While a $1.3M deficit is certainly significant, Gilleberto explained that once they “cut through everything and just look at level services budget requests it reduces the deficit significantly, to about $400,000, which is where we stood at the end of last week.”

All of which will be explained in detail either April 22 or at a future workshop style meeting, possibly April 29.

The Financial Planning Team consists of two members of the Select Board: Chairman Michael Prisco and Vice Chairwoman Kate Manupelli; two members of the Finance Committee: Chairwoman Abby Hurlbut and Ben Gamer; and two members of the School Committee: Chairwoman Janene Imbriano and Scott Buckley plus T.A. Gilleberto, Finance Director Liz Rourke, Superintendent Jon Bernard and Director of Finance and Operations Michael Connelly.

Gilleberto explained, “We put in multiple months to refine the way we allocated different costs and different revenues with the goal being that some of the town-only expenses and some of the revenues intended to pay for town-only costs were being factored as a joint revenue.”

An example of such expenses falling into this category would be the town’s trash fee. “We were allocating that through the budget process, 66% to 34% between the schools and town respectively.”

Additionally, there are also “offsets” paid by the town’s various enterprise funds “to cover the administrative burden that they place on the Town Hall,” he said, such as when enterprise funds pay into the town’s General Fund “for services provided by General Fund employees.
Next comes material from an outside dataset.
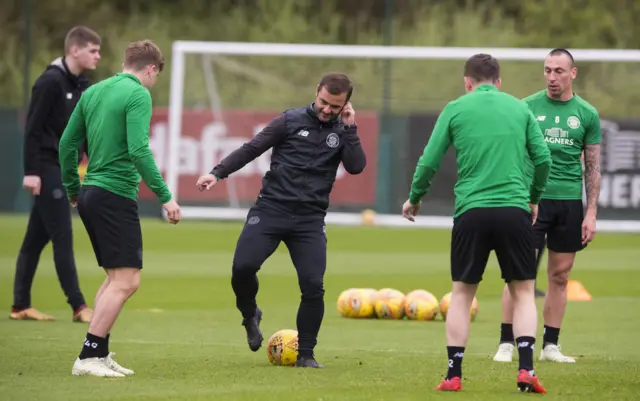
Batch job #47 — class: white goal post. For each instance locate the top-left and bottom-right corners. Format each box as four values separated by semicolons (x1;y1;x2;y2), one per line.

So that could be work that I provide for the Enterprise, or that the Finance Director provides. Those are considered to be ‘shared revenue’ in that a share of the money would go to the School Department’s budget under the way we (currently) allocate it.”
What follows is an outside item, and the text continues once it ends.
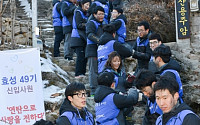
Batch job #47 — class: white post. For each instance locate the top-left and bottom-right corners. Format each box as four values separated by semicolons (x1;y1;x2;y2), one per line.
32;0;37;47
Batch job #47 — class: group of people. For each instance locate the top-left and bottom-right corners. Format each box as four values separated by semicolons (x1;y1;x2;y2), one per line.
44;0;200;125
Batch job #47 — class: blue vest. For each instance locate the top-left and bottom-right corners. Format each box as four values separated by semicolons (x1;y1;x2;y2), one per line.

This is what they have been trying to fix, but he acknowledges that it must be done in a way so as to “‘hold harmless the School Department’ because you are basically taking away some of their revenue and causing them to have a lower overall number.”

The way to fix that imbalance is to “adjust the traditional 66/34 percent split,” he said. “So that is an exercise we have been doing. But at the same time we are also trying to apportion off costs associated with health insurance and other employee benefits, which are currently shared and considered as one group, and trying to apportion them between the town and the schools.”
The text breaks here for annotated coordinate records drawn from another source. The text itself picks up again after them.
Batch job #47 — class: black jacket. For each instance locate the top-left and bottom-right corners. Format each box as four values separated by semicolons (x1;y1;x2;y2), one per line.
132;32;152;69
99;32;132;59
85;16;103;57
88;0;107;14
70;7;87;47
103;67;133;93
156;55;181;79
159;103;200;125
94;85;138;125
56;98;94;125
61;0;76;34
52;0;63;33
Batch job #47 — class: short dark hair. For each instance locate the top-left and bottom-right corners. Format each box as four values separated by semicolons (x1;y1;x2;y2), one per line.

“The percentages we had last Monday at the meeting were a surprise to some folks. And it took us a bit of effort at the Financial Planning Team to get all of it reconciling properly, and we did that last week, after the Select Board meeting. That should be reflected in the meeting on April 22.”

However, Gilleberto was cautious not to represent that “all is hunky dory with regard to the budget” but he does believe the town and schools are “back on the same page regarding what the number is.”

He said this change is not about taking money away from the schools.

“What I am trying to fix with this is, for example, we raised the trash fee (last year) because of the increasing cost of trash removal, but how do you tell a resident that all that money is not actually going to that cost? I’m trying to fix it to a point where every decision we make moving forward adjusts those fees to properly cover the cost they are associated with (and) actually results in a real benefit and the covering of those actual costs. That’s the goal,” he said.

The second piece of the puzzle is the “larger challenges” in the town’s budget compared with more recent years.

“There is a difficult conversation to have in relation to that too, but you can’t really do that until everyone accepts the starting point of what the numbers actually are. I think we are pointed in the right direction,” Gilleberto said.

Gilleberto explained that for discussion purposes, to the Select Board a modified level services budget “would reflect the series of new things that are in the departments’ requests that were reviewed at the hearings. For the School Department, it represents the middle ground between ‘level services’ and their NRPS 2021 plan implementation which calls for a number of new positions being added.”